Inside the tank, it was crowded, every square inch taken up by radios, ammo storage, computers and the bulk of the huge cannon. Down below, the driver reclined in a near-prone position, inserted into a compartment so small that tankers taller than 6 feet have a hard time getting in the seat.
Up in the turret, Cpl. Melvin Thomas had the gun switches on, and was scanning the desert darkness in the glow of the green light of the infrared optics. When the Op-For tanks did show, a computer system would give him a 90% chance of scoring a hit on every shot.
But out of sight and range, out beyond the mountain ridges in front of the 3rd Cav, two motorized regiments of aggressors were racing forward, 160 tanks--outdated American Sheridan M-551s modified to resemble Soviet T-72s--and armored personnel carriers ready for combat, Soviet style.
As dawn began to break, Op-For artillery pounded 3rd Cav positions; overhead, screaming A-10 jets simulated Soviet fighters bombarding American positions. On the graying skyline, U.S. Air Force F-16s swarmed over the Op-For column, trying to knock out tanks that had moved far below, partly protected by steep mountainsides and narrow canyons.
With the sun up only a few minutes, Jackson spotted dust high up on the ridges to the left, then saw the column of Soviet tanks pouring down out of a pass. Mixed in were personnel carriers carrying squads of infantry men.
The enemy was driving fast, attacking the left flank, not coming through the gap as the 3rd Cav commanders had expected.
Caught by Surprise
The regiment was caught by surprise, dug in, with most of its firepower focused in the wrong spot. Before 3rd Cav’s commanders could react, the M-1s and Bradley’s on the left flank had been knocked out. They sat in the swirling dust, yellow lights flashing as the Soviet tanks raced down the unprotected left flank, out of range of the M-1 gunners.
The 3rd Cav’s commander, having committed all his forces to his defensive trap and with nothing to halt this thrust, ordered a desperate counterattack. He tried to swing his unit’s right flank around to head off the attack and shore up the collapsing left flank. The M-1 and Bradley drivers gunned their powerful engines and raced across the desert.
It was too little, too late.
Jackson’s M-1 was parked in mid-battlefield, yellow light flashing. Knocked out of action early on, he stood beside his tank, explaining of the mock enemy: “We were dug in way over there when they hit over here and we were ordered to try to fight our way over, but they were swarming everywhere, they were all around us. . . . I’ve never seen anything like it.”
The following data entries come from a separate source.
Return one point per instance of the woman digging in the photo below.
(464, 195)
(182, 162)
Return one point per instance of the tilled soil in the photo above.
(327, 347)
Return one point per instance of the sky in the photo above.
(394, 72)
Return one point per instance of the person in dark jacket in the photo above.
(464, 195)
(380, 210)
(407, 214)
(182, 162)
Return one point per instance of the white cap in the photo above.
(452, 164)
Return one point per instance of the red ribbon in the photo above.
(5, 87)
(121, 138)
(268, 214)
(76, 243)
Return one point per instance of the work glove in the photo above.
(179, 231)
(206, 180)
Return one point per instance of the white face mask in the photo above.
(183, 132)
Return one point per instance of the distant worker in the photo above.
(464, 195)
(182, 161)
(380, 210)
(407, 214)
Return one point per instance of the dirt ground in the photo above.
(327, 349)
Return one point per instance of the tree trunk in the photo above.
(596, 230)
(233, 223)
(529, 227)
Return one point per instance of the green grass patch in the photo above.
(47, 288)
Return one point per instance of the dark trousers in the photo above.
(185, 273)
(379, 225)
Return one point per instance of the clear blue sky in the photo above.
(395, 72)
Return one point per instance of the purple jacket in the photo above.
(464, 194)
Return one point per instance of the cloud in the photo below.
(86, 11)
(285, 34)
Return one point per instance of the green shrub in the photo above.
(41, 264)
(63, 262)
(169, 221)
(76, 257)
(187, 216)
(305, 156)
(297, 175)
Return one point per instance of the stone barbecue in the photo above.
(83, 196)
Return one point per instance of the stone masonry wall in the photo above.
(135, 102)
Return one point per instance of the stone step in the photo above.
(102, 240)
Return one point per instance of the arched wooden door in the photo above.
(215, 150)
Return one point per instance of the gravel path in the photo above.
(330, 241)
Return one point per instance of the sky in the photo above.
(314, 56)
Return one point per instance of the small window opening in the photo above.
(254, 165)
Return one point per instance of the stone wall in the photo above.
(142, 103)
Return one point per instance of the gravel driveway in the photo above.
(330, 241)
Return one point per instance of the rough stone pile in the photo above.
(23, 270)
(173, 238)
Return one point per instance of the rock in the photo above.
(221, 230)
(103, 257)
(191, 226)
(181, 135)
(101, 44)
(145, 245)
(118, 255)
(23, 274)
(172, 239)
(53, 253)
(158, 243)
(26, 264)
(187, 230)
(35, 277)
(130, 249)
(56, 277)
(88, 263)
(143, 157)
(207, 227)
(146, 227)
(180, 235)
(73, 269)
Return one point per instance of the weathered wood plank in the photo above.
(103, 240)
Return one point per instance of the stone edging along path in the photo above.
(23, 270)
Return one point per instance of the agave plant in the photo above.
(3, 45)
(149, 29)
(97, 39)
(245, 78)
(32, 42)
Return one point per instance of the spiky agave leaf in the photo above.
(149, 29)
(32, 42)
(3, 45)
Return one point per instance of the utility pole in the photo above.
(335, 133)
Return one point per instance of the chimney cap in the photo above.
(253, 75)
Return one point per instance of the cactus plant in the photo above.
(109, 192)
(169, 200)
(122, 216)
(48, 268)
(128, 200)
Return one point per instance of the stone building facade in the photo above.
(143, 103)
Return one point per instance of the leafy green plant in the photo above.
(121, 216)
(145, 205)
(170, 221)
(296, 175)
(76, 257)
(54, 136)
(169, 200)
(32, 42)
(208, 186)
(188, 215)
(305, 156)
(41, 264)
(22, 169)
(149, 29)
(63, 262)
Gunner Thomas added, “We were overrun . . . they got behind us before we could stop them. I know I got one (enemy tank) out in front, but then we had one behind us and I was swinging around when he got us and zap, it was all over.”
Even in defeat, however, Jackson bragged about his M-1A1, saying, “This is the best tank in the world.”
Lopsided Victory
After the battle, Lt. Col. James Etchechuri, commander of the attacking Op-For forces, summed up the lopsided victory.
Though Soviet manuals call for a 4-1 advantage to win the kind of attack his troops had carried out, “We only had 2-1 odds in our favor,” Etchechuri said. “But we controlled the tempo . . . and found their weakness.”
He explained that his unit’s scouts had found that the 3rd Cav had made the fatal mistake of failing to put troops out to protect land mines and traps placed against the hills to anchor the left flank. Op-For scouts, working through the night, cleared the mines and knocked out the traps, opening the gate for Etchechuri. Op-For analysts later cited another mistake: the training forces had no reserves to counterattack as Etchechuri’s regiments poured down out of the mountains into the flats.
But “they shouldn’t be disappointed when Op-For wins,” said Edward Luttwak, of the Center for Strategic and International Studies. “Op-For is run by tacticians . . . men who can outmaneuver you, trick you into losing . . . there’s nothing like Ft. Irwin to learn tactics.”